Fearing a God Who is Love

A contradiction, it seems. That we both confess that “God is love” (1Jn. 4:8) and that we are to “fear God and keep His commandments” (Ecc. 12:13). A seeming contradiction that puzzles even those who have embraced Christ as Savior for many years, and a contradiction I feel that I am incapable of resolving fully. But the joy of embracing all that is God is worth the attempt, and so I set out on a journey far too difficult to complete on my own, and I pray that His Spirit would guide me as I think and write.

When we meditate on “God is love” we invariably tend to feel that we are the primary object of His love, that His world revolves around us, and that His cross was primarily for us. We may not verbalize these feelings, but we act on them daily, ignorantly clinging to our childhood sense of supreme importance. To be sure, God does love us and the cross is partly for us, but His affections are primarily for Himself and the cross primarily for His glory. But “God is love” does not mean “God is loving.” It means that “love” is what drives all that God is. Love drives His justice. Love drives His compassion. Love drives His grace. Love drives His intolerance of sin. Love drives His condemning those who do not repent to Jesus. Love drives His forgiveness of those who do repent to Jesus. And His love is for Himself supremely, and this is a good thing because we would not want God to worship anything but Himself.

While His steady and unwavering love for Himself makes Him a holy God, it also places us under His wrath. Because the natural response of love toward sin is hate. Because God is love, He hates sin and must act on His righteous anger toward those who sin. This does indeed give us reason to fear. We have relegated the concept of “fear God” to mean a much lesser, much safer concept of “respect God.” While we should indeed respect God, we do not only respect the One “…who can destroy both soul and body in hell” (Matt. 10:28). No, we respect and FEAR Him. The response before God is indeed a solemn respect, but one that is coupled with a holy trembling before the One who rules the cosmos, reigning over all that is.

But, for the Christian, the fear of God and God’s love beautifully collide in the cross of Christ. At the cross, this love-centered God bore upon Himself all of the reasons we have to fear Him outright. He took all of our sin, all of our shame, all the reasons God’s wrath was settled upon us and paid that price Himself, setting us free from the enslavement to sin and death, as well as freeing us from the wrath of God by absorbing that wrath Himself (Rom. 3:25). Yet, there is still reason to fear. Because just as this freedom was birthed out of violence toward the Son of Man, the grace of God moves in us violently. God’s loving grace moves upon us, killing all that we are and making us into something new. This newness does not come without pain and suffering, both Christ’s and ours, and it sometimes leads us to suffer for the sake of the One who freed us.
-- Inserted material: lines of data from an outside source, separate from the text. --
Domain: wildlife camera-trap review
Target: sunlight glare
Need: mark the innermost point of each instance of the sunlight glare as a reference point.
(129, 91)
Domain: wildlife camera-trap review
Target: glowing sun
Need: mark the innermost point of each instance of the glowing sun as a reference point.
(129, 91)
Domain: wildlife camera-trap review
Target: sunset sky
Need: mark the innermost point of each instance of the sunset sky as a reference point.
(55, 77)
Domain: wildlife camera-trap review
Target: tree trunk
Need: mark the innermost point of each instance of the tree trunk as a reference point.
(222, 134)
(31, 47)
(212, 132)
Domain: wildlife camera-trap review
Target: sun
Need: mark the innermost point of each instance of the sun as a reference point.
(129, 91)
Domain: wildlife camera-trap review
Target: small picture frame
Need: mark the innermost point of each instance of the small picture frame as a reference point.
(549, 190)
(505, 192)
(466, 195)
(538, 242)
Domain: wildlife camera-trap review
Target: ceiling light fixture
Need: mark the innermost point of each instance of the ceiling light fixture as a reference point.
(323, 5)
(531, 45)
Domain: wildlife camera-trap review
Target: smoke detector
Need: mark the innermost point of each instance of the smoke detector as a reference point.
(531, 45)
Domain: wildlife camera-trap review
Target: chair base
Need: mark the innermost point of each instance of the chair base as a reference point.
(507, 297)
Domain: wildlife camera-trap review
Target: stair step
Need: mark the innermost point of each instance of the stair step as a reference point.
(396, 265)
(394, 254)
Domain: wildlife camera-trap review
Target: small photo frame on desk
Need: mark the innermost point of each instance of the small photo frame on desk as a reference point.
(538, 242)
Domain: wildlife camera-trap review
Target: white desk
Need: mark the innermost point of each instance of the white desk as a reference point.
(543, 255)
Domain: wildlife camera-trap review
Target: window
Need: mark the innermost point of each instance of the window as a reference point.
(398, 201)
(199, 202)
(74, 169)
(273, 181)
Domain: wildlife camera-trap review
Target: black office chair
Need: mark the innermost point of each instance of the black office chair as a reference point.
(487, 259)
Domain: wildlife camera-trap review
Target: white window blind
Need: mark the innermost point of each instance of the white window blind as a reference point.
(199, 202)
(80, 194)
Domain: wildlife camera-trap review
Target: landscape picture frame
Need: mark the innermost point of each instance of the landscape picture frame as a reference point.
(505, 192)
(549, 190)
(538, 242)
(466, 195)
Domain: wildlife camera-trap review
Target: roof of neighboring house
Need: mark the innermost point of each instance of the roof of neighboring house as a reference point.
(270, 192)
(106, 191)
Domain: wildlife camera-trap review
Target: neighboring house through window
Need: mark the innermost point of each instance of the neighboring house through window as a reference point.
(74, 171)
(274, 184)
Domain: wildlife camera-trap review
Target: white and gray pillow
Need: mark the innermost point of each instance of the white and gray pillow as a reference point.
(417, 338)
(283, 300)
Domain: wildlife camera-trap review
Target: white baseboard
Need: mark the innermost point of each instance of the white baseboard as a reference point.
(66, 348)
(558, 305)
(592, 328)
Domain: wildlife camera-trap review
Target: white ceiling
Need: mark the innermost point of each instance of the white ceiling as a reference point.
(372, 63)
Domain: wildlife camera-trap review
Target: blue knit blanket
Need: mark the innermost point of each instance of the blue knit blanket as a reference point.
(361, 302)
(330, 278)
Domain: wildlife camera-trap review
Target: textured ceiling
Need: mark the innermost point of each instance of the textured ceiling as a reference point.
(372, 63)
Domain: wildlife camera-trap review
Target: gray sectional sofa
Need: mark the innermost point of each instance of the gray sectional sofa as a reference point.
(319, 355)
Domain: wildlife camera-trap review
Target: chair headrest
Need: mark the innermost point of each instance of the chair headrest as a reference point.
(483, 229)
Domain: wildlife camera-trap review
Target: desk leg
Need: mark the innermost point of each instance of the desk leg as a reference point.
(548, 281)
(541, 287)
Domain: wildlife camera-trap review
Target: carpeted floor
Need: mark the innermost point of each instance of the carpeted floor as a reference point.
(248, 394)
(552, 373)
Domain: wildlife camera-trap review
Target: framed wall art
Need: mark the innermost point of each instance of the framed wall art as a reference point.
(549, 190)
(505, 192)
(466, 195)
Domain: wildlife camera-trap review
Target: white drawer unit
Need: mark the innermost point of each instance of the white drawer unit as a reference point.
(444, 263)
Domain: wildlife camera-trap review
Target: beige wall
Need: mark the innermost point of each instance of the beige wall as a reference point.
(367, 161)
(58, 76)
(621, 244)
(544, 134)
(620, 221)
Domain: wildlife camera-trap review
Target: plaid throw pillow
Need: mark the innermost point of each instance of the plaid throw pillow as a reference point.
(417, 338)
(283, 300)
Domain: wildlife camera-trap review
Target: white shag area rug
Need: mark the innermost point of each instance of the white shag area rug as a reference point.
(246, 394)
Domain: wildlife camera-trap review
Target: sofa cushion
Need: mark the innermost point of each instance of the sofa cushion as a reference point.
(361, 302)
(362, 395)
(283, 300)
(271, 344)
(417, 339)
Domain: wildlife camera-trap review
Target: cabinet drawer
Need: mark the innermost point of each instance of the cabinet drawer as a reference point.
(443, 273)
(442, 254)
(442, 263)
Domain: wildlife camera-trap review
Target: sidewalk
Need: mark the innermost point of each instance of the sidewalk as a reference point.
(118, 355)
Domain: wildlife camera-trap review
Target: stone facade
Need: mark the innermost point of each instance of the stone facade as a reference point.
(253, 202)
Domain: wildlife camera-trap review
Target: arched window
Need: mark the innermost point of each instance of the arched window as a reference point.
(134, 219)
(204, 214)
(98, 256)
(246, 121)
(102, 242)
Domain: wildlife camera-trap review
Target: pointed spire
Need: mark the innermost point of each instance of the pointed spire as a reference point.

Yet we do so as Christ did, suffering well and embracing the pain for the sake of the joy set before us.

It seems that this concept is only foreign to us when it comes to suffering for God. We see this modeled in all areas of life, and embrace it gladly. A good friend of mine was recently able to watch a child birth as part of her nursing program, and she described this experience as “amazing and terrifying at the same time.” Women embrace and endure the pain of child birth for the joy of raising and loving a child. And forgive me if this is crass for you, but we also see this suffering before joy concept modeled in marriage, as the virgin on her wedding night experiences pain before joy, showing us the death of singleness and the birth of the couple. The death of being alone and the birth of being forever attached to someone, as Christ’s death was necessary before we could be forever attached to Him. And this oneness leads to further loving sacrifice throughout the marriage.

So, we accept that sometimes, or often times, suffering must come before joy. Yet we are so resistant to suffering for the sake of Christ. But, I ask you, what could possibly be more joyous than being like Christ? What could be more joyous than spending eternity with the simultaneously “amazing and terrifying” God?

As C.S. Lewis says “He isn’t safe, but He’s good.” That is why we are able to simultaneously bow our hearts and tremble before Christ the Lord, and yet embrace Him with our arms as a Brother and Savior.

Indeed, grace is fearsome, but it is still grace.